MUCC - Karma

chronique - 12.12.2010 06:00

Le début d'une toute nouvelle vie

Au fur et à mesure des années, il est de plus en plus difficile de cataloguer MUCC dans un genre musical précis. En effet, depuis la sortie de son album Gokusai, la formation a émis le souhait d’évoluer sans cesse en ajoutant d’autres instruments et en parcourant d’autres horizons, et force est de constater que ce n’étaient pas des paroles en l’air.

Après avoir tâté d’autres terrains avec les albums Shion et Kyuutai, le quatuor remet le couvert avec Karma, paru le 6 octobre dernier en deux éditions japonaises et plus tard en version européenne. A noter que MUCC a perdu son statut de major chez Universal Music Japan, Karma ayant été distribué par le label indies MAVERICK D.C. GROUPE / DANGER CRUE RECORDS. Ces derniers ont peut-être préféré conserver plus de liberté afin de continuer leurs expérimentations.

Shion et Kyuutai avaient fait naître grand nombre de débats et frustré beaucoup de fans de la première heure. En lançant le CD, on peut être sûr que ce ne sera pas cette fois non plus que la polémique cessera. Chemical Parade, est en effet complètement électro et s’apparente à de la musique de club ! C’est d’ailleurs cet effet électro qui ressortira globalement de l’album, bien que certains morceaux explorent d’autres genres. A l’écoute de l’introduction très sympathique, on peut se demander où est caché le DJ d’une part, et si l’album sera aussi bon que cette mise en bouche, d’autre part.

Il est donc clair qu’il est inutile d’attendre quoique ce soit de Karma si l’on veut absolument retrouver les sonorités plus violentes des premiers albums. Cependant, à condition d’accepter le changement, voir même la complète métamorphose, l’album à tous les atouts nécessaires pour plaire. Pour cela, il suffit d’essayer d’oublier tout ce qui a été fait précédemment et de l’écouter comme une création unique, afin de l’apprécier pleinement. Là où les deux précédents albums se caractérisaient comme bancals et à la limite de phases de tests, Karma est bien plus travaillé musicalement, réfléchi et captivant.

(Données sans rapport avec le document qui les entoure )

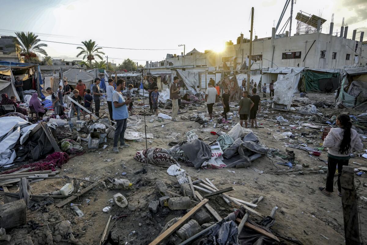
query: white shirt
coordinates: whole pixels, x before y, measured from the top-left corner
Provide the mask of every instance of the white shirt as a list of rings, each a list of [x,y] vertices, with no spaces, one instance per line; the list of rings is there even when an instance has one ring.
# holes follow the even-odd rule
[[[217,90],[214,87],[208,87],[205,91],[205,94],[208,95],[207,98],[207,104],[211,104],[215,102],[215,98],[217,97]]]
[[[114,90],[115,89],[113,88],[113,86],[111,85],[108,85],[106,88],[106,91],[107,94],[108,101],[112,101],[112,93],[113,92],[113,90]]]

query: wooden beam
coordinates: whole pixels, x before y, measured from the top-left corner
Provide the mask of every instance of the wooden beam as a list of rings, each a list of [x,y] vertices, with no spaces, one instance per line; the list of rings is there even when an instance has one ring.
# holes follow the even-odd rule
[[[207,204],[208,201],[209,200],[207,199],[203,199],[199,204],[195,206],[192,209],[189,211],[187,213],[184,215],[182,217],[179,219],[178,221],[174,224],[172,226],[158,236],[153,241],[149,244],[149,245],[158,245],[160,244],[166,238],[174,232],[175,231],[178,229],[179,227],[181,227],[181,225],[190,219],[192,216],[195,215],[195,213],[197,212],[203,206]]]
[[[232,187],[229,187],[227,188],[225,188],[224,189],[222,189],[222,190],[220,190],[219,191],[213,191],[211,193],[208,193],[204,197],[211,197],[212,196],[215,196],[219,194],[221,194],[221,193],[224,193],[225,192],[227,192],[228,191],[231,191],[233,190],[233,188]]]
[[[200,194],[200,193],[198,192],[197,191],[195,192],[195,194],[196,194],[196,196],[197,196],[198,198],[199,199],[202,201],[203,201],[203,197],[201,197],[201,195]],[[212,215],[214,216],[214,217],[218,221],[220,221],[222,219],[222,217],[221,217],[220,215],[218,214],[218,213],[217,212],[217,211],[214,210],[214,209],[212,208],[211,206],[210,206],[209,203],[207,203],[205,205],[205,207],[207,208],[208,209],[208,211]]]

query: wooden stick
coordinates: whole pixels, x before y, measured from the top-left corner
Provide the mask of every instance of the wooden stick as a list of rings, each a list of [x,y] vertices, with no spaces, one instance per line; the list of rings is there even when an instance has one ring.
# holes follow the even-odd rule
[[[203,199],[199,204],[196,206],[192,209],[189,211],[187,213],[184,215],[182,218],[179,219],[178,221],[174,224],[172,226],[158,236],[158,237],[149,244],[149,245],[158,245],[160,244],[171,234],[174,232],[179,227],[181,226],[184,223],[190,219],[192,216],[195,214],[195,213],[197,212],[201,207],[207,204],[208,201],[209,200],[207,199]]]
[[[102,242],[103,242],[103,240],[105,239],[105,237],[106,236],[106,233],[107,233],[107,230],[108,230],[108,226],[110,224],[110,221],[111,221],[111,218],[112,217],[112,215],[110,215],[110,217],[108,218],[108,221],[107,221],[107,224],[106,225],[106,227],[105,227],[105,230],[103,232],[103,234],[102,235],[102,238],[101,238],[101,241],[99,241],[99,245],[102,244]]]
[[[213,191],[211,193],[208,193],[204,196],[204,197],[206,198],[208,197],[211,197],[212,196],[215,196],[215,195],[218,195],[218,194],[221,194],[225,192],[230,191],[231,191],[233,190],[233,188],[232,187],[229,187],[227,188],[225,188],[224,189],[223,189],[222,190],[220,190],[219,191]]]
[[[198,192],[197,191],[195,191],[195,194],[196,194],[196,196],[197,196],[197,197],[199,198],[199,199],[201,201],[203,201],[203,197],[201,197],[201,195],[200,195],[200,193]],[[209,205],[209,203],[207,203],[206,204],[205,207],[207,208],[207,209],[208,209],[208,211],[209,212],[214,216],[214,217],[215,218],[215,219],[217,220],[218,221],[220,221],[223,219],[222,219],[221,216],[218,214],[218,213],[217,212],[217,211],[214,210],[214,209],[212,208],[211,206]]]

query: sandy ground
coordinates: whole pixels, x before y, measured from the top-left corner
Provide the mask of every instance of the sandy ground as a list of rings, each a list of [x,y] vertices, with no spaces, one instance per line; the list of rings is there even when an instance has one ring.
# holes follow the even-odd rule
[[[325,97],[326,96],[316,94],[310,95],[310,96],[321,100],[321,97]],[[328,98],[331,97],[332,97],[332,95],[328,96]],[[135,101],[135,103],[137,102]],[[203,107],[196,109],[204,111],[204,108]],[[106,111],[105,107],[102,107],[101,110],[103,110]],[[169,110],[161,109],[159,111],[162,113],[170,114]],[[222,108],[214,108],[215,112],[222,111]],[[182,115],[190,115],[194,112],[195,111],[189,110],[187,113]],[[106,115],[108,114],[108,113]],[[285,153],[283,142],[287,142],[288,140],[277,140],[272,136],[276,130],[279,130],[280,132],[285,131],[282,130],[280,126],[275,126],[273,120],[275,117],[272,117],[272,115],[278,114],[278,112],[275,112],[268,114],[267,119],[264,118],[259,119],[258,122],[261,124],[261,126],[264,128],[254,129],[253,130],[257,136],[268,147],[279,149],[281,152]],[[281,114],[284,117],[287,115],[287,114]],[[151,143],[148,142],[148,147],[170,148],[167,144],[172,141],[174,139],[167,138],[166,136],[172,134],[175,135],[176,133],[179,133],[179,140],[183,140],[186,139],[185,133],[193,129],[198,129],[196,133],[200,138],[204,138],[208,137],[205,141],[209,143],[217,137],[211,135],[210,131],[213,131],[213,129],[214,131],[219,130],[209,127],[204,128],[203,132],[201,133],[199,129],[199,124],[191,121],[173,122],[165,125],[163,127],[160,126],[153,127],[154,125],[162,123],[156,120],[153,123],[149,122],[149,119],[156,118],[156,116],[147,117],[148,131],[153,133],[155,138],[154,139],[149,140]],[[235,118],[234,120],[239,122],[239,119]],[[168,122],[168,120],[165,120],[163,123]],[[230,126],[230,124],[229,125]],[[230,126],[229,129],[230,128]],[[143,132],[144,127],[139,131]],[[287,131],[290,130],[288,129]],[[301,130],[301,131],[304,131],[310,132],[315,130],[304,129]],[[300,134],[301,131],[292,130],[294,134]],[[271,135],[267,134],[268,131],[271,132]],[[173,133],[175,133],[172,134]],[[314,138],[309,139],[314,141],[318,145],[319,143],[322,142],[321,134],[322,133],[319,131],[314,136]],[[42,213],[40,212],[31,212],[28,210],[28,220],[33,219],[36,221],[43,223],[52,216],[59,217],[59,213],[61,219],[70,221],[74,234],[80,241],[86,244],[98,244],[101,239],[109,216],[124,216],[126,217],[111,220],[109,230],[112,231],[113,237],[116,238],[119,235],[121,244],[149,244],[158,235],[166,222],[175,217],[184,215],[185,212],[183,211],[171,211],[168,208],[164,208],[160,209],[156,214],[151,214],[148,208],[149,201],[157,199],[160,197],[156,189],[156,181],[158,180],[163,180],[172,191],[177,193],[179,193],[179,186],[175,177],[167,173],[166,171],[168,167],[158,167],[151,165],[145,166],[145,164],[138,162],[133,158],[137,151],[145,148],[145,141],[127,143],[131,145],[131,147],[120,149],[120,153],[118,154],[113,153],[112,151],[112,143],[111,140],[108,140],[106,144],[108,146],[105,149],[103,149],[100,147],[99,149],[94,151],[89,150],[84,143],[83,146],[87,152],[81,156],[72,158],[64,165],[61,172],[62,174],[67,174],[69,176],[89,177],[91,179],[101,176],[126,179],[134,184],[135,188],[133,190],[108,190],[108,189],[102,186],[93,189],[83,195],[79,200],[76,199],[73,202],[74,203],[81,204],[79,208],[85,215],[81,218],[76,218],[76,214],[68,205],[60,209],[54,205],[51,205],[48,206],[50,212],[48,213]],[[366,142],[365,141],[364,143],[366,146]],[[313,145],[310,144],[309,146],[312,147]],[[101,145],[101,147],[102,146]],[[323,162],[309,155],[305,151],[298,149],[290,149],[294,150],[295,159],[300,164],[308,163],[310,168],[326,166]],[[320,158],[327,160],[326,152],[323,152]],[[352,162],[357,162],[362,166],[352,163]],[[351,159],[349,163],[351,166],[355,167],[367,166],[367,161],[363,158],[357,158]],[[250,167],[248,168],[225,167],[221,169],[202,169],[197,170],[193,167],[182,167],[193,176],[201,179],[209,178],[220,189],[233,187],[235,191],[228,193],[233,197],[250,201],[256,197],[263,196],[264,199],[259,204],[257,210],[266,215],[269,215],[273,207],[275,206],[278,207],[275,216],[276,222],[272,227],[276,233],[284,237],[296,238],[304,244],[345,244],[341,199],[336,195],[336,187],[334,187],[335,192],[331,197],[322,194],[318,189],[319,187],[325,185],[326,177],[325,174],[292,175],[259,174],[252,169],[256,168],[264,171],[276,169],[272,162],[266,156],[262,156],[255,160]],[[282,165],[277,167],[280,169],[286,168]],[[134,174],[143,167],[147,171],[146,173]],[[235,172],[229,171],[234,171]],[[123,176],[122,174],[124,172],[126,174]],[[367,183],[366,179],[356,176],[355,179],[355,185],[359,186],[358,196],[367,197],[367,188],[365,184]],[[335,180],[336,180],[336,178],[335,179]],[[61,180],[49,179],[32,183],[31,185],[33,193],[38,194],[58,190],[64,183]],[[14,187],[10,188],[10,191],[15,192],[15,187]],[[115,205],[112,206],[109,213],[103,213],[102,208],[112,204],[109,200],[112,198],[113,194],[118,192],[121,193],[127,198],[129,203],[128,207],[121,208]],[[91,200],[88,203],[87,203],[86,201],[86,198]],[[211,199],[210,203],[222,217],[226,216],[234,209],[238,208],[235,205],[229,206],[219,197]],[[367,203],[359,199],[358,206],[362,236],[364,240],[367,241],[366,235],[367,226],[366,221],[367,219],[366,212]],[[255,219],[258,218],[253,215],[250,215],[250,217]],[[13,229],[14,232],[19,230]],[[323,237],[321,234],[327,239]],[[283,244],[292,244],[289,242],[284,242],[284,240],[282,241]],[[67,244],[60,242],[57,244]]]

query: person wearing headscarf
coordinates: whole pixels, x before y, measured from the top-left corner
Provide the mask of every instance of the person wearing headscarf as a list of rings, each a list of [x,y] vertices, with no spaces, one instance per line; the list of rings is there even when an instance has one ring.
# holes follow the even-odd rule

Les parties de batterie de SATOchi ne sont pas aussi pêchues et mises en avant, mais jouent plus dans le détail et la finesse. On retrouve également le jeu de basse de YUKKE, presque disparu précédemment, pour notre plus grand plaisir. Et force et de constater qu’il est parfait et s’allie très bien à la touche électro de musiques comme Falling Down, Zeroshiki et Chemical Parade Blueday (où violons électriques sont de mise). Dans la première, sur le même ton que l’introduction, on a tout le plaisir de se laisser emporter par sa partie slappée fortement mise en avant, parallèlement au chant presque planant de Tatsuro, avant que le solo au son très distortionné de Miya ne retentisse. En écoutant Zeroshiki, on peut être sûrs que le guitariste abusera des pédales d’effet et de son floyd lors des concerts à venir et que l’ambiance s’annoncera très chaude !
A noter également la très agréable I am computer où la partie électro a une importance prédominante comme lors de l’intro. Tatsuro hache presque sa voix au rythme des riffs de Miya avant de la rendre plus mélodique lors des refrains. Dommage que la partie de basse n’ait pas éclaté après la montée en puissance à la fin du morceau !

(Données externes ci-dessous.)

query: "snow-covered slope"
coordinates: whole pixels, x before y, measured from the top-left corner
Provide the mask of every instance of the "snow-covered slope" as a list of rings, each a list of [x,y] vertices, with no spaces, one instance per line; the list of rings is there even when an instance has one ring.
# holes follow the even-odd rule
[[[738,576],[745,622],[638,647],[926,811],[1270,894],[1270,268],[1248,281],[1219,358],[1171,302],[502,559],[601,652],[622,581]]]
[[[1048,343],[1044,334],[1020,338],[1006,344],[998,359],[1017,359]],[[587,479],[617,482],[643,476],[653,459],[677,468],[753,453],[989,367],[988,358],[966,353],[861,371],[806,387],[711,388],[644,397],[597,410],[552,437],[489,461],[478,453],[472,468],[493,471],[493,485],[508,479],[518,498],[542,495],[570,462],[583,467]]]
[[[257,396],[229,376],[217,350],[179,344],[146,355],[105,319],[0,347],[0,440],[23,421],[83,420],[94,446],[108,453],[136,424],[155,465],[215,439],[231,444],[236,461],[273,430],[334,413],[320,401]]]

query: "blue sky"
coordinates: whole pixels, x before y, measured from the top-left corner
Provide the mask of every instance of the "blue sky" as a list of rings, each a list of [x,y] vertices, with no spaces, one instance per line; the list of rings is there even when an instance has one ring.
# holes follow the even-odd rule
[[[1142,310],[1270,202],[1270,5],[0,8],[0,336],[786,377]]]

Mais Karma n’a pas que ça dans le ventre et l’on profitera aussi d’autres styles de chansons, comme Daraku, aux sonorités blues. La très jolie ligne de basse contraste merveilleusement avec le piano et la voix plus sensuelle de Tatsuro. On se croirait presque dans un petit bar en train de siroter un cocktail, en appréciant le spectacle tout en discutant. YUKKE et son slap sont par ailleurs à l’honneur dans Circus, au son plus funk, où des cuivres ont été invités afin de retranscrire l’ambiance délurée. On a même le droit à un petit duo instrumental basse/cuivres dans lequel Miya finit par s’inviter ! Bien sûr, quelques ballades sont aussi présentes. La meilleure étant sûrement Hane, et son piano en introduction suivi de ses deux parties de guitare classique. On se laisse bercer par l’instrumentalisation et le chant en planant comme une plume qui tombe, avant qu’un coup de vent plus puissant, représenté par le refrain et ses accords de guitare électrique, nous emmène explorer d’autres horizons.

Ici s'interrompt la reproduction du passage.